How to grow potatoes
The staple ingredient of many a meal, potatoes are a popular and versatile crop that have so much more taste and variety than the standard varieties available in the shops.
Potatoes traditionally take up a lot of room on the plot but it is possible to grow your own potatoes successfully in containers too. Although yield won't be huge, concentrate on growing the delicious, more unusual new potatoes that are either unavailable or expensive in the shops - and these are usually harvested early too, which means you should avoid the frustrating disappointment of blight. When considering how to grow potatoes out of the ground, the secret is depth - so choose your container carefully. Purpose built bags are available, or try large, deep pots, even old plastic dustbins.
How to grow potatoes
A good tip before you even start thinking about how to grow potatoes is to chit them first. This means helping them to sprout before planting by standing them in egg boxes or trays in a cool, light place. Put the end with the most eyes upwards and leave them to shoot. When the shoots are around 2.5cm long they can be planted out in a sunny, frost free spot.
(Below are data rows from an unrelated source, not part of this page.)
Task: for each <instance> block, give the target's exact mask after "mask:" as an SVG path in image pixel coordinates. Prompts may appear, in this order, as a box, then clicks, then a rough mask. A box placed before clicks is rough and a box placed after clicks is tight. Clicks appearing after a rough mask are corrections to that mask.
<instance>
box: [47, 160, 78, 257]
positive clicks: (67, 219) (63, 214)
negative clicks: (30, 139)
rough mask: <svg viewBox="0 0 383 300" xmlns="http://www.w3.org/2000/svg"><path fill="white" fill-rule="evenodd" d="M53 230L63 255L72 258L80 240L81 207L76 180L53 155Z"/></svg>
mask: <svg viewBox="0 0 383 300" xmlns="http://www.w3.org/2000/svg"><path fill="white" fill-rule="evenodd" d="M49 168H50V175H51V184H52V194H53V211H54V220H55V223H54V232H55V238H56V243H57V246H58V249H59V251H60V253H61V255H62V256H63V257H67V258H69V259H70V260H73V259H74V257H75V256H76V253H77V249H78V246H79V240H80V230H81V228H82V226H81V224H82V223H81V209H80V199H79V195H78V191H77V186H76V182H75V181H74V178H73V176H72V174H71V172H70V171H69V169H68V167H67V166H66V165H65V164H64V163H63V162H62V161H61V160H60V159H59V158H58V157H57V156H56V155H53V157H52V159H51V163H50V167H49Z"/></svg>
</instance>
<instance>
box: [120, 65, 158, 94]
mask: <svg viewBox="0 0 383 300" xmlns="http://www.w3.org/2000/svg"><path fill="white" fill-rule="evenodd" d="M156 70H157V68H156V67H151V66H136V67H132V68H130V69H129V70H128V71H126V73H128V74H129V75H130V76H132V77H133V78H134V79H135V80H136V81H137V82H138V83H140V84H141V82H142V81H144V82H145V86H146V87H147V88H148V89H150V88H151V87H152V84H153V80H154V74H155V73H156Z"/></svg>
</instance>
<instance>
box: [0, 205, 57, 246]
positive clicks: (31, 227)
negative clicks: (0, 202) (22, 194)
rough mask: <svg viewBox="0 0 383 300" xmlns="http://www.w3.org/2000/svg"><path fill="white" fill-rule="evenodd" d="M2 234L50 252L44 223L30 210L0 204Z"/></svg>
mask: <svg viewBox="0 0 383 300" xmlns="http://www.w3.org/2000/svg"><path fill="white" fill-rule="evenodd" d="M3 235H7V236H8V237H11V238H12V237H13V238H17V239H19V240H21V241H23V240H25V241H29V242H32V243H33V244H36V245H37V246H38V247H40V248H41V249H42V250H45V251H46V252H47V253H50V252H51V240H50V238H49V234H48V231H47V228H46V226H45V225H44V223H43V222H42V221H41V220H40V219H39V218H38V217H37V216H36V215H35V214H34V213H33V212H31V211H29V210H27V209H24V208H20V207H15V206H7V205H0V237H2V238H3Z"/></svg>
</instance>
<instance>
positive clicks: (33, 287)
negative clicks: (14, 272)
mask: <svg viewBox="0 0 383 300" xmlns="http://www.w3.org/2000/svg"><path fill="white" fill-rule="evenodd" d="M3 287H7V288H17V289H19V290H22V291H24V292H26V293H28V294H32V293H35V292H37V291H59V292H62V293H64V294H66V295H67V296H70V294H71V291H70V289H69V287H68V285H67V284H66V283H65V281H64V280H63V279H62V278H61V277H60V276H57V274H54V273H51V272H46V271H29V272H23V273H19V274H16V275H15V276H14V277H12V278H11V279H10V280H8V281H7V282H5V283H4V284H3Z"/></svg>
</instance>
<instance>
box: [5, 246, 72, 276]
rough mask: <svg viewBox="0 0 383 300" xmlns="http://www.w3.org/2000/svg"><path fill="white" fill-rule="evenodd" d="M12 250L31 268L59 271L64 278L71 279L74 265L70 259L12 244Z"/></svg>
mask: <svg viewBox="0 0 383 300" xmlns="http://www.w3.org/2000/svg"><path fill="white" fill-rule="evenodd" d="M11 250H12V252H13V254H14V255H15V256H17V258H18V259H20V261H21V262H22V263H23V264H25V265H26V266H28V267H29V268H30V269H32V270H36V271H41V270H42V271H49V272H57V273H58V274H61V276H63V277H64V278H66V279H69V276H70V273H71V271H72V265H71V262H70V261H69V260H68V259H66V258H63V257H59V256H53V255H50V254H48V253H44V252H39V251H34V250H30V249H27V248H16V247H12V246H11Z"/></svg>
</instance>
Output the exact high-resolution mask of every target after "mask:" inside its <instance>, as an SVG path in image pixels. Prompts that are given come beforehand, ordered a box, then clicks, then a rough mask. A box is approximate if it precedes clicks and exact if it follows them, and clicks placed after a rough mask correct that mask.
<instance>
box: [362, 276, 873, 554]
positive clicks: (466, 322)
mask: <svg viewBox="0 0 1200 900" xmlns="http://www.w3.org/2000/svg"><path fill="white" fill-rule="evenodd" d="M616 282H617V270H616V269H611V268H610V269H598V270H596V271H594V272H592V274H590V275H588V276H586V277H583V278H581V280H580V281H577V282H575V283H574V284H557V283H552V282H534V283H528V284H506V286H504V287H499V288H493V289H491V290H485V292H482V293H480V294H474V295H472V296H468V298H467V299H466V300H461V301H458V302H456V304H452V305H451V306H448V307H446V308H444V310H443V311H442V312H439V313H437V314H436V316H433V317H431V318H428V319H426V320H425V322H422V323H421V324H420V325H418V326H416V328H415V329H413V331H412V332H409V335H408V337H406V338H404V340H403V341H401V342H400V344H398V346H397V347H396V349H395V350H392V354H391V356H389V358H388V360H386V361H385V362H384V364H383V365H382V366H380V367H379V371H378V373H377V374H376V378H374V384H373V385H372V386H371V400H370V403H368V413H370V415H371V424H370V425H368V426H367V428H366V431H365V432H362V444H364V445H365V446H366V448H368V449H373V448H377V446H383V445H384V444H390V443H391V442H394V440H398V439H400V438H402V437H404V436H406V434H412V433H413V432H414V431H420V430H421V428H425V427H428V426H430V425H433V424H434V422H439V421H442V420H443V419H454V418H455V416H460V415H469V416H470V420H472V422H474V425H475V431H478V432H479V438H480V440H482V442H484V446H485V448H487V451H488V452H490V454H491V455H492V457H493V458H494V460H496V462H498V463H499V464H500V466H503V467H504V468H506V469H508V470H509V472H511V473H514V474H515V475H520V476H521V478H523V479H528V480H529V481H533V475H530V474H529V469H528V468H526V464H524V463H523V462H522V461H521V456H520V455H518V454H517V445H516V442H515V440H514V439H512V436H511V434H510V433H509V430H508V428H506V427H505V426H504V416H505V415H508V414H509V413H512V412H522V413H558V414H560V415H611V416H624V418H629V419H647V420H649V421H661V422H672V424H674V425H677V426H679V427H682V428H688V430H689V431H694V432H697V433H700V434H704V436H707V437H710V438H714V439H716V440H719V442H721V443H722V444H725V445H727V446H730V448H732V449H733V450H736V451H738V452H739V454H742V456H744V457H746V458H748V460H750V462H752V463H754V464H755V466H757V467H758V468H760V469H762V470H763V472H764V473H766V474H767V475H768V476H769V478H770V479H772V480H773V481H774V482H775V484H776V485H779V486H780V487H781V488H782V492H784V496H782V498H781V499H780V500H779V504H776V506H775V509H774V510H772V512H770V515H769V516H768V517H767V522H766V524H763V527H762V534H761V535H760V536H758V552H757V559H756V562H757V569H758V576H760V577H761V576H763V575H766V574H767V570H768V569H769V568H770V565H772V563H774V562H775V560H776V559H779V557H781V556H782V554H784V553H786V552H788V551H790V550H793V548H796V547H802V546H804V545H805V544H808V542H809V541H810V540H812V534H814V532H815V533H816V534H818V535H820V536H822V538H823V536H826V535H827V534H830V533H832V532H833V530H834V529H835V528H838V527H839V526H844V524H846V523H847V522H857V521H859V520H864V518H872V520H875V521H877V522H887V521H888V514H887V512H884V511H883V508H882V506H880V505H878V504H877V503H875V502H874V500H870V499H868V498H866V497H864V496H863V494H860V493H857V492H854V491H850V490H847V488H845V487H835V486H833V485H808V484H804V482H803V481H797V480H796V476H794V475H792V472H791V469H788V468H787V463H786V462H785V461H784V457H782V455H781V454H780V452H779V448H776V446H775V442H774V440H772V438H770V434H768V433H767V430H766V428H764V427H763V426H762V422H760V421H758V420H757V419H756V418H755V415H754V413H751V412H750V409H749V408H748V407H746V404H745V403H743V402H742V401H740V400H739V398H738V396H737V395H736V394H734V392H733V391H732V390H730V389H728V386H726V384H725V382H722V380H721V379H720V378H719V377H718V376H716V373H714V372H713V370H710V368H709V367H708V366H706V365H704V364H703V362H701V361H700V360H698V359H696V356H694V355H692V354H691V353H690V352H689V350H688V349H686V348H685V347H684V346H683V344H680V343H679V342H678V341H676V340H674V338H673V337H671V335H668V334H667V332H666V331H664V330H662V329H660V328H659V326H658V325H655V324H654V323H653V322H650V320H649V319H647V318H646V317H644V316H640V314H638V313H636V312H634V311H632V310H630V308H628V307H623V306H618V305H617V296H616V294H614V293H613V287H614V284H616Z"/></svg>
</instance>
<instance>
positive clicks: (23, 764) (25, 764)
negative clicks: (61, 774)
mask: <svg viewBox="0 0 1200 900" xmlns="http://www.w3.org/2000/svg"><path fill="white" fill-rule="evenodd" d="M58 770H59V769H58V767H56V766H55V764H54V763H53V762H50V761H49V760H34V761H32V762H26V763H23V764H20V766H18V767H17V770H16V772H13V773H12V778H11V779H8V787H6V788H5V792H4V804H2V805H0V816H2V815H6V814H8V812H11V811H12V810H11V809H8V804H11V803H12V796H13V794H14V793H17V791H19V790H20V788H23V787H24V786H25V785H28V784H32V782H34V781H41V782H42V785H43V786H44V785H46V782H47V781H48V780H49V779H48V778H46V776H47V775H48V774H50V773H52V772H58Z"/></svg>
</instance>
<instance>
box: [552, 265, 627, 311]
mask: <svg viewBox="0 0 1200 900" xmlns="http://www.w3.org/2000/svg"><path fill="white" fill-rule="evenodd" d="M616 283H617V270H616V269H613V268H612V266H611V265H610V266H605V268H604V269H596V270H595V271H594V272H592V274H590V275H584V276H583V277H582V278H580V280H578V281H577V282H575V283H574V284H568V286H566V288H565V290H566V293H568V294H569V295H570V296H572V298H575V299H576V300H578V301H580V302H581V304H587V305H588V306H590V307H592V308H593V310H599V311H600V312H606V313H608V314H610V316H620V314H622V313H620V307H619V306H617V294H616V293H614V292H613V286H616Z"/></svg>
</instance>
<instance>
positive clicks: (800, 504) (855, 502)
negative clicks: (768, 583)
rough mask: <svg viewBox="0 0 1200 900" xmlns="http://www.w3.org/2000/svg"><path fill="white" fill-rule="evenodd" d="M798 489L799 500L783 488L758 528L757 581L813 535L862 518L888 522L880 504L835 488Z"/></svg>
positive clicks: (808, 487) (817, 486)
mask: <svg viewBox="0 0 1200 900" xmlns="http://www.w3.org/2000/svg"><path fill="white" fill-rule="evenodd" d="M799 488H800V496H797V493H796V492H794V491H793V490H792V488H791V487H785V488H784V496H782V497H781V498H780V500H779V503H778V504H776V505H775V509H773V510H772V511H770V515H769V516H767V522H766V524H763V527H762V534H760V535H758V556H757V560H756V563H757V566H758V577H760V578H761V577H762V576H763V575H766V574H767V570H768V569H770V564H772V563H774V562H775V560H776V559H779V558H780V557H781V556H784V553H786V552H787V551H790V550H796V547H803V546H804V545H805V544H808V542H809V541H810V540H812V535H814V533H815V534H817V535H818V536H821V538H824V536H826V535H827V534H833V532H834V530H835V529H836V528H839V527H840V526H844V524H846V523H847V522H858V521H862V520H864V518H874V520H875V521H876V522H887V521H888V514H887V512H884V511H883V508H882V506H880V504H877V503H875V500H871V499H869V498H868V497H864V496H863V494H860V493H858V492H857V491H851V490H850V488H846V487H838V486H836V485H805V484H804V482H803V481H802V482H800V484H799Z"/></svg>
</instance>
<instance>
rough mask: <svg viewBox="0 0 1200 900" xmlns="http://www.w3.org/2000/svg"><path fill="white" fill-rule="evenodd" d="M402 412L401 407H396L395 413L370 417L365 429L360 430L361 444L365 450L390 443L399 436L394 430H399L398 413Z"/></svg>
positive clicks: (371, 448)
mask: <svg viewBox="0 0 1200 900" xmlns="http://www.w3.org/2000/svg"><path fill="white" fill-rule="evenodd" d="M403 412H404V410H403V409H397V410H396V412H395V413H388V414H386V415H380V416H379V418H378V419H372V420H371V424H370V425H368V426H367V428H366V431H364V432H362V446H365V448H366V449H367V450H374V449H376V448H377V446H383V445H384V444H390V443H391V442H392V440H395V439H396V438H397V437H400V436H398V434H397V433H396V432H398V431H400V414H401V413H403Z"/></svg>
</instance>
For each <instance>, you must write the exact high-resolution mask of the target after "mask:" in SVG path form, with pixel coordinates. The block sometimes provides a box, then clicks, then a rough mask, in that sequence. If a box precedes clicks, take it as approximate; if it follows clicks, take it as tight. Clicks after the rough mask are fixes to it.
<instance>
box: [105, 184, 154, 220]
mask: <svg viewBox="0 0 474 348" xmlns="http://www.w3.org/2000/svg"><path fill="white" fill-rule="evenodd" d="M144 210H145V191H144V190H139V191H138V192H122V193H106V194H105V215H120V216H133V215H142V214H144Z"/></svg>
Read our guide on how to chit your potatoes.
The best time to sow seed potatoes depends on the type - around late March for earlies, early to mid April for second earlies and the end of April for maincrop varieties. Another helpful tip on how to grow potatoes is that it is important to keep light away from the developing tubers; potatoes are best grown either in trenches and earthed up, covered with soil as they grow, or under black plastic - this has the advantage of needing no earthing up or digging as tubers are produced just below the surface.
If growing potatoes in pots or bags, plant them on about 10cm of soil at the bottom of the pot and add compost up the stem as it grows until the pot is full. But however you grow your own potatoes, water plants well in dry weather and give them a general liquid feed every couple of weeks.
The biggest problem when growing your own potatoes is blight, a fungal disease that can wipe out an entire crop. Common in warm, wet weather it usually strikes around late summer, so the best way to avoid it is to grow early varieties, which should be out of the ground before it hits. Otherwise, look out for the distinctive chocolate blotching of leaves and stems and cut them down to the ground immediately to stop the blight spreading to the tubers below. Leave the potatoes in the ground for a couple of weeks for their skins to harden and hope you have a crop left.
When to harvest potatoes
It can be tricky to know when to harvest potatoes as all those lovely tubers lie unseen below the ground, and it does depend on which type you are growing. Early potatoes are ready to harvest when their flowers open, around June and July - just have a careful feel around in the soil for the tubers. They are ready when they are about the same size as an egg and best eaten straight away, so only lift them when you need them.
You can tell when to harvest maincrop potato varieties however, when the foliage has turned yellow. Cut it down and leave the potatoes where they are for a week or so to help their skins harden and then lift, allowing them to dry in the sun for a few hours. These can then be stored in breathable bags such as jute, somewhere cool and dark, like a shed or garage.